Vetro, acqua, argento... E un pianto



Mi è caduto il bicchiere e si è frantumato in un numero indefinito di minuscoli cocci di vetro.
Trasparenti.
Taglienti.
Curvati in modo imprevedibile.
Mi chino a raccoglierli a mani nude e mi taglio la punta dell'indice. Non cerco di fermare il sangue. Semplicemente lo osservo.


- Santo cielo, quanto sei sbadata, Andromeda!-
Il fracasso del bicchiere caduto aveva immobilizzato la sala in un invadente mutismo. Era forse la prima volta in tutta la vita che all'aggraziata e perfetta Andromeda capitava di far cadere un oggetto, ma era ovvio che la mamma avrebbe dovuto trovare qualcosa da dire. Non importava se mi avrebbe ferita.
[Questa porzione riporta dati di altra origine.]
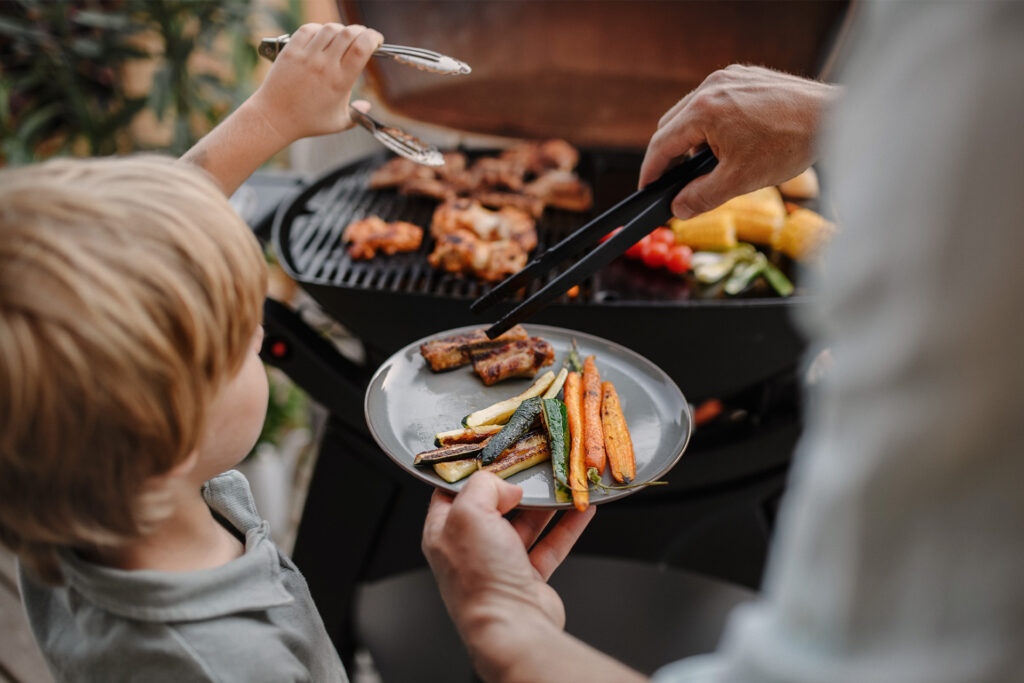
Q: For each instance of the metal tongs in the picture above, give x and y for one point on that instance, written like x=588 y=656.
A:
x=395 y=139
x=639 y=213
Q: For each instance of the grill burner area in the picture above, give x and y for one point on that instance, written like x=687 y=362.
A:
x=711 y=347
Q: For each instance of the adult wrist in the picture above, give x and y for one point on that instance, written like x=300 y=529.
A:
x=508 y=645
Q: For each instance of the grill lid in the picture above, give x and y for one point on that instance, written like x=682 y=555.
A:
x=596 y=73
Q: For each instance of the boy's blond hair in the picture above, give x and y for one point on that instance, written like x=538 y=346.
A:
x=129 y=292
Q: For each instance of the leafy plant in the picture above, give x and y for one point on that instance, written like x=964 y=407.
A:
x=61 y=63
x=58 y=77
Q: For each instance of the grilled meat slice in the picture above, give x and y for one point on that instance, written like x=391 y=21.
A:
x=562 y=189
x=465 y=214
x=398 y=171
x=517 y=358
x=464 y=252
x=371 y=235
x=455 y=163
x=454 y=351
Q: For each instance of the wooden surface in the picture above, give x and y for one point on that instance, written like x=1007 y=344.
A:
x=19 y=658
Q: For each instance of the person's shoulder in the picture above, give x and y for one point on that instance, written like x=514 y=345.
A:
x=243 y=648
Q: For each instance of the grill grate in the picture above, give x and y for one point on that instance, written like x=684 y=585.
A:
x=314 y=252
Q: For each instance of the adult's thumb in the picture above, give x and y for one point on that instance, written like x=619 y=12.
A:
x=702 y=194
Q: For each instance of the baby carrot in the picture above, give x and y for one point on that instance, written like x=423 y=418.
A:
x=616 y=436
x=593 y=434
x=578 y=469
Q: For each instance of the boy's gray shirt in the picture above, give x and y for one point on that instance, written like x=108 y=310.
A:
x=251 y=620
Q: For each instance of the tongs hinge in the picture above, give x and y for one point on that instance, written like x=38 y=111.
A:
x=639 y=213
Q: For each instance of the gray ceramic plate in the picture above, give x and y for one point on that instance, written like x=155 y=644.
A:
x=407 y=404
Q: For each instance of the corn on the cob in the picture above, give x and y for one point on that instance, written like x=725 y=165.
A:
x=803 y=186
x=715 y=229
x=758 y=215
x=803 y=233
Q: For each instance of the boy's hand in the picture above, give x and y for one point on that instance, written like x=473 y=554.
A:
x=307 y=89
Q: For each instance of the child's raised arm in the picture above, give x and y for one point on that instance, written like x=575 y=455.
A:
x=305 y=93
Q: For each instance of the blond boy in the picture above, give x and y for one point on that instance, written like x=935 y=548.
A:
x=130 y=384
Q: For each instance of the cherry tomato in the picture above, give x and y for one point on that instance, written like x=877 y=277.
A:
x=664 y=235
x=679 y=259
x=654 y=254
x=636 y=251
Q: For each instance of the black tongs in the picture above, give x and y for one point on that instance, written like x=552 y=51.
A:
x=639 y=213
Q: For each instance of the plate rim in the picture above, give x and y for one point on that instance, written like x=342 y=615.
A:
x=453 y=488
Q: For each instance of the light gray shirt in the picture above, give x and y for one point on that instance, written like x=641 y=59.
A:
x=251 y=620
x=899 y=555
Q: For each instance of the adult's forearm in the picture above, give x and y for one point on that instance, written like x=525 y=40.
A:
x=237 y=147
x=535 y=651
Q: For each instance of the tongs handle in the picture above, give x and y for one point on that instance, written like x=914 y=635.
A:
x=424 y=59
x=395 y=139
x=645 y=209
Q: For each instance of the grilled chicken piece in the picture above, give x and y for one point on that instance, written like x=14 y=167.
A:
x=371 y=235
x=454 y=351
x=562 y=189
x=531 y=205
x=541 y=157
x=398 y=171
x=516 y=358
x=465 y=214
x=455 y=163
x=462 y=251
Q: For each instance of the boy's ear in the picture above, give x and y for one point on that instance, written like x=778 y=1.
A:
x=185 y=466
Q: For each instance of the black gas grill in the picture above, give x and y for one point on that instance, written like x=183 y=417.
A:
x=712 y=347
x=549 y=70
x=364 y=515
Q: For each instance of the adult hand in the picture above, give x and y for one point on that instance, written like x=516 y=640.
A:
x=489 y=570
x=307 y=89
x=761 y=124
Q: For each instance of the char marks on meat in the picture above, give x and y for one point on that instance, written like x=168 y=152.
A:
x=454 y=351
x=516 y=358
x=370 y=235
x=562 y=189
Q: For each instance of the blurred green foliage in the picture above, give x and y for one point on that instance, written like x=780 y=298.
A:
x=61 y=63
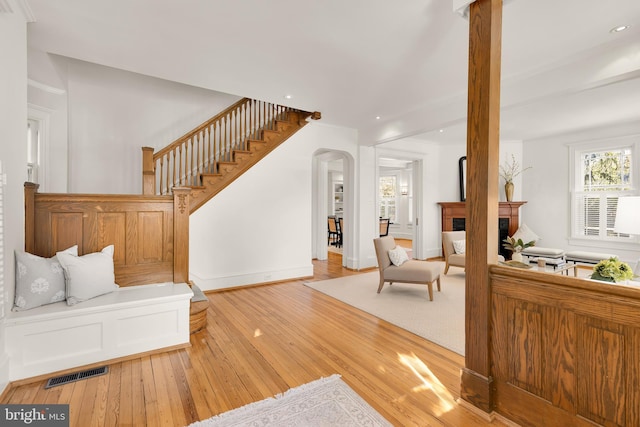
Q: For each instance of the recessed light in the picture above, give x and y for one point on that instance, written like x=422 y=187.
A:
x=619 y=28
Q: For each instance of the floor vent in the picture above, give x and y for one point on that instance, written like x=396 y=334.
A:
x=69 y=378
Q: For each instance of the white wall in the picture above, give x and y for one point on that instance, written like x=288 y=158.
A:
x=13 y=154
x=114 y=113
x=546 y=190
x=47 y=96
x=259 y=229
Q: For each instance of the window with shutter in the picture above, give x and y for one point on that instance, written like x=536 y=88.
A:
x=602 y=173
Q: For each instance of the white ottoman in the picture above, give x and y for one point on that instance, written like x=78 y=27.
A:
x=587 y=257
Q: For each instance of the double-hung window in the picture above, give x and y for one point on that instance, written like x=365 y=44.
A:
x=388 y=197
x=602 y=172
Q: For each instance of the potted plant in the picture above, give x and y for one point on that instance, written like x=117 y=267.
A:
x=508 y=172
x=516 y=246
x=612 y=270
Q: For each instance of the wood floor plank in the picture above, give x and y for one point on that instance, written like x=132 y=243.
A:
x=261 y=341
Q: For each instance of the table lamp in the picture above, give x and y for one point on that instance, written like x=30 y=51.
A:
x=628 y=221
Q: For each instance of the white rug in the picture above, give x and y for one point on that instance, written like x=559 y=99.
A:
x=326 y=402
x=406 y=305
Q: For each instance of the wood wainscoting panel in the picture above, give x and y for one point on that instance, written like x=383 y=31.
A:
x=111 y=231
x=152 y=236
x=141 y=228
x=564 y=349
x=602 y=384
x=527 y=361
x=66 y=231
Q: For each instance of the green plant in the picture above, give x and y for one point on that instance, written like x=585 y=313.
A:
x=509 y=171
x=612 y=270
x=516 y=245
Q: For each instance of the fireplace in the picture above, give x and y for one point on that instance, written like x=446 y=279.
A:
x=454 y=218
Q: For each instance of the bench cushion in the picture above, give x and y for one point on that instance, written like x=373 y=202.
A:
x=587 y=257
x=537 y=251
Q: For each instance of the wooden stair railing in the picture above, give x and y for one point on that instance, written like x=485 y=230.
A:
x=214 y=154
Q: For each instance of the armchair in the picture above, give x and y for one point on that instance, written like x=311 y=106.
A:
x=411 y=271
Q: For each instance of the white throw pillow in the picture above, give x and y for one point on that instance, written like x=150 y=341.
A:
x=39 y=280
x=88 y=276
x=525 y=234
x=398 y=256
x=459 y=246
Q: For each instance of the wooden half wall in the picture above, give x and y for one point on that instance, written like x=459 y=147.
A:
x=150 y=234
x=564 y=351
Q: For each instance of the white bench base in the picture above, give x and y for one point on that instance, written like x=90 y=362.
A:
x=131 y=320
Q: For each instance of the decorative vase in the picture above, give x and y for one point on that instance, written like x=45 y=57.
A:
x=508 y=190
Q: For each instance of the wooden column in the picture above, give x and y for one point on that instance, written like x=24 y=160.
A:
x=483 y=120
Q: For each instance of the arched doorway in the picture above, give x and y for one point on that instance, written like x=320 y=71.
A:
x=333 y=171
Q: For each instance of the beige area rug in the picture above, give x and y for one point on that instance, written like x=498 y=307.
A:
x=326 y=402
x=406 y=305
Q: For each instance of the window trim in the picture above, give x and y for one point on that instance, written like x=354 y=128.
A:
x=575 y=166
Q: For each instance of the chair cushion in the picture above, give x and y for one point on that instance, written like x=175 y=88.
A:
x=398 y=256
x=459 y=246
x=413 y=271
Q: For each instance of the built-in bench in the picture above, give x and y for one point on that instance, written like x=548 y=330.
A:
x=128 y=321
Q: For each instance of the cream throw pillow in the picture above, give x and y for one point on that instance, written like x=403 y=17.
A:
x=459 y=246
x=88 y=276
x=39 y=280
x=398 y=256
x=525 y=234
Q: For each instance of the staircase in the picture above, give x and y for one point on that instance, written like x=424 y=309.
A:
x=216 y=153
x=213 y=155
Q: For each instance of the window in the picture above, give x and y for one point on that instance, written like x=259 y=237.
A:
x=33 y=145
x=602 y=173
x=388 y=197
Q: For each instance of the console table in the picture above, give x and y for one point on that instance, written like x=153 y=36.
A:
x=454 y=215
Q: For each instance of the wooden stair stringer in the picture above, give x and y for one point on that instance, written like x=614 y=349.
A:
x=243 y=160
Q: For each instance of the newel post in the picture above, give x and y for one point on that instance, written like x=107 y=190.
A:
x=148 y=172
x=181 y=234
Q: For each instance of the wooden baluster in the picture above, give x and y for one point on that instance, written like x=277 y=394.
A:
x=214 y=136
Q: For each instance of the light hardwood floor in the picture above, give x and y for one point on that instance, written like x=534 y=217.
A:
x=261 y=341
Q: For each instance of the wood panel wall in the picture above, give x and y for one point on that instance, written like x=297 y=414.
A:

Bellatrix emise una risatina stridula, appena percettibile. O, meglio, percettibile solo da me.
- Mi dispiace, madre.-
Pochi secondi. Qualche attimo. Poi il chiacchericcio di sottofondo riprese a tormentarmi le orecchie. Forse preferivo il silenzio. Kreacher, l'elfo domestico degli zii, si mise con zelo a ripulire il pavimento sotto i miei piedi.
- Andromeda, non vorrai disonorare il nome dei Black?- La voce sarcastica e squillante di Bellatrix mi giunse come un'ennesima, fastidiosa puntura alle orecchie.
- In effetti pensavo lo facessi già tu-
La lasciai, ricambiando il suo astioso sorrisino, e mi diressi verso un gruppetto di ipocriti, pettegoli, aristocratici purosangue...
- Mio Dio, quella giovane non ha più pudore...Girare con quella gente, e in pubblico per di più! E la sua povera famiglia...un tale dolore...- Pareva che la grassa Dorothy Loewhenthal non trovasse argomento più interessante da un anno a questa parte.
- Strano, ero convinta che i suoi non avessero faticato a diseredarla e a cancellarla dalle proprie esistenze...-, azzardai, inserendomi inaspettatamente nella conversazione.
Fu il viscido Alanus Gobelin a rispondere: - Avete proprio un bel caratterino, Signorina Black...Cosa vi fa supporre che la famiglia Bulstrode, pur malvolentieri, non sia stata costretta dall'atroce necessità...-
- Oh, molto semplicemente il rapporto verso Amanda non mi è mai sembrato di vero e proprio amore paterno...Oserei dire distaccato, se non di totale indifferenza...-
- Siete solo una bambina, Andromeda...- Mi infastidì il suo tono nel pronunciare il mio nome. -E d'altra parte dovreste piuttosto interessarvi al comportamento di vostro cugino. Ultimamente mi sembra ancora più...-
-Vivace, vero? Non vi preoccupate, amo molto trascorrere del tempo con lui. E ora, se volete scusarmi...-
Mi allontanai dal gruppetto. Sicuramente le mie parole sarebbero state riferite ai miei genitori. E allora avrei dovuto sopportare altri sguardi, altri silenzi, altre frecciate maligne. Ma, in fondo, c'ero abituata.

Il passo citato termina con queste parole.